Dietro l’assurdo movente un elemento che induce alla riflessione: chi soffre può arrivare a vedere un volto sereno come una minaccia. E allora vincere il male è un lavoro di tutti
di Walter
MAGNONI
«L’ho ucciso perché era troppo felice». Questo sarebbe il movente dell’assurdo omicidio di Torino. Said ha 27 anni e una vita triste, la rabbia che si porta dentro lo conduce a gesti violenti. Così si compra delle lame, sceglie la più tagliente e con quella attacca uno sconosciuto che stava percorrendo la passerella sopra il Po per andare a lavorare. Una giornata come tante altre, in una delle nostre città dove in centinaia di migliaia si muovono alla stessa ora per andare al lavoro: nella normalità di giorni apparentemente sempre uguali, basta un istante per cambiare la vita di alcune persone.
«Ho scelto di massacrare lui perché l’ho visto e mi pareva troppo felice per poter sopportare la sua felicità».

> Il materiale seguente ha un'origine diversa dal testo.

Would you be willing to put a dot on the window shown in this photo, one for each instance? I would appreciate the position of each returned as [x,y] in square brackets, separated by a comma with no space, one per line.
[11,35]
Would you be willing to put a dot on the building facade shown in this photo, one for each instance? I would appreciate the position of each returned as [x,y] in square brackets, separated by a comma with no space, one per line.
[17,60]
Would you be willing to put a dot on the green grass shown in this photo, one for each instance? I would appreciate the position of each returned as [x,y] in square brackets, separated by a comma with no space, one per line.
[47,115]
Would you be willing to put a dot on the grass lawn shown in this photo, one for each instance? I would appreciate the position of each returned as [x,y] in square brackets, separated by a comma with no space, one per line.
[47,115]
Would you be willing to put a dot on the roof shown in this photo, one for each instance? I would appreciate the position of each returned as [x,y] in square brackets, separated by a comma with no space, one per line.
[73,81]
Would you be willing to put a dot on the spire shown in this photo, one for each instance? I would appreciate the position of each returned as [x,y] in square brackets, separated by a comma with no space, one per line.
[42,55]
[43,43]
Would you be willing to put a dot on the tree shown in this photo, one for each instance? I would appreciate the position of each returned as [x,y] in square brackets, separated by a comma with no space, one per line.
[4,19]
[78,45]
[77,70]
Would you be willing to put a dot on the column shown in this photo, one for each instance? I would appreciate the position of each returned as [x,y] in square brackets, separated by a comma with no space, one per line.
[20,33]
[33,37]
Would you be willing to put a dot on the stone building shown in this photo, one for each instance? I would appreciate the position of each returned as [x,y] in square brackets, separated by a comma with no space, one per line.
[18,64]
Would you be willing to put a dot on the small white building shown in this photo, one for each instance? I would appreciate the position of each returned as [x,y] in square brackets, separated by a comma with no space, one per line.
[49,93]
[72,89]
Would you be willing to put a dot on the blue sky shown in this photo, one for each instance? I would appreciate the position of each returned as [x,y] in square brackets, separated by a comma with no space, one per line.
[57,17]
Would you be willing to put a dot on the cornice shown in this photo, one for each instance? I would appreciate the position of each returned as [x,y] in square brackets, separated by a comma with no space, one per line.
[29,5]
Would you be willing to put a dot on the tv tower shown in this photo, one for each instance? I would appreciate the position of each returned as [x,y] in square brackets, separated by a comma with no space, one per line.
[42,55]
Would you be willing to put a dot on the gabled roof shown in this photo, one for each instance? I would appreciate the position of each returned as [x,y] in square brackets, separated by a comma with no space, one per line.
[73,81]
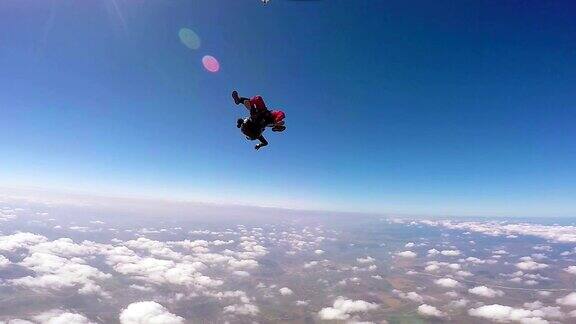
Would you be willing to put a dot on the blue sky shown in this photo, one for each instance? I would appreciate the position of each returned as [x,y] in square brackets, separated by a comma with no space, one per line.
[459,107]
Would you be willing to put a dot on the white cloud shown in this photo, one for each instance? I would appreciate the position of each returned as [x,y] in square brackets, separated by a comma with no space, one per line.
[486,292]
[4,261]
[242,309]
[367,259]
[246,264]
[555,233]
[412,295]
[17,241]
[285,291]
[530,265]
[504,314]
[568,300]
[406,254]
[57,316]
[55,273]
[343,308]
[446,282]
[475,260]
[450,252]
[429,311]
[148,312]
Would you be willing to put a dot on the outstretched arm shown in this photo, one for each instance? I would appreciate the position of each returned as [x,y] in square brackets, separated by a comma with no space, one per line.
[263,142]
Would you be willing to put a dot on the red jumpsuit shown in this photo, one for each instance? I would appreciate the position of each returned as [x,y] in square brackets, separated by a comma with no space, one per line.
[258,107]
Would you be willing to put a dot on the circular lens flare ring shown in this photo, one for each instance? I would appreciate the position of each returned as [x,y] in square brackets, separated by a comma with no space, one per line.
[210,63]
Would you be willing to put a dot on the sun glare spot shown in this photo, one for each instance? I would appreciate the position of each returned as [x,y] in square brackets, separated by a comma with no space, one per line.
[210,63]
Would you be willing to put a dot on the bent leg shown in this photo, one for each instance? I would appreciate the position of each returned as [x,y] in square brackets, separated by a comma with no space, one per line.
[263,142]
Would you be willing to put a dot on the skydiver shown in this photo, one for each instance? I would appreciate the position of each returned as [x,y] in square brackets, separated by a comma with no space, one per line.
[260,118]
[260,114]
[252,131]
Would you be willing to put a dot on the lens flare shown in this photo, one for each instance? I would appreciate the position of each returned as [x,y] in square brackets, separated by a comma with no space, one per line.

Così Stefano Leo, 33 anni e la voglia sua di vivere, si è ritrovato un cadavere avvolto dal sangue di quel maledetto coltello. Una vita stroncata ingiustamente, senza colpe se non quella di avere una maschera di felicità sul suo viso.
Stefano ascoltava musica mentre andava al lavoro e così non ha sentito i passi del killer che lo stavano raggiungendo. Mi piace pensare che fosse una musica dolce, di quelle che mettono pace nel cuore e ci fanno sentire in armonia con l’universo e spero che il colpo sia stato così improvviso da non dare scampo all’agonia che in tali casi sarebbe solo uno strazio in più.
È una storia che ci fa riflettere: chi sta male può arrivare a vedere un volto sereno come minaccia insopportabile. Quel viso irrita al punto da scatenare una violenza irrefrenabile come accaduto a Torino. La felicità altrui è pericolosa e l’invidia tocca il cuore e muove azioni incontrollate. La Bibbia ci narra di Caino e del suo volto triste e il gesto di Caino verso Abele ha contorni simili a quello di Said nei confronti di Stefano. Anche nel brano della Genesi all’origine vi era la gelosia verso un’altra persona e l’incapacità di ritrovare pace.
Ma non è distruggendo vite apparentemente felici (anche Stefano avrà avuto le sue fatiche) che si risolve il proprio male di vivere. Al posto della lama meglio la parola. Said, perché non hai chiesto aiuto a Stefano? Perché non gli hai detto: «Aiutami a trovare un po’ della tua serenità!».
Vincere il male è un lavoro di tutti, un’arte che chiama in causa ogni persona e ogni comunità. Il male di vivere non va banalizzato, ma insieme qualcosa si può fare, di certo non con la via della violenza distruttrice, ma con la strada silenziosa di una quotidianità dove chi soffre non sia lasciato solo.
È una storia triste, ma istruttiva. Se vedi un uomo felice non essere geloso, ma fattelo amico e scorgi il suo segreto.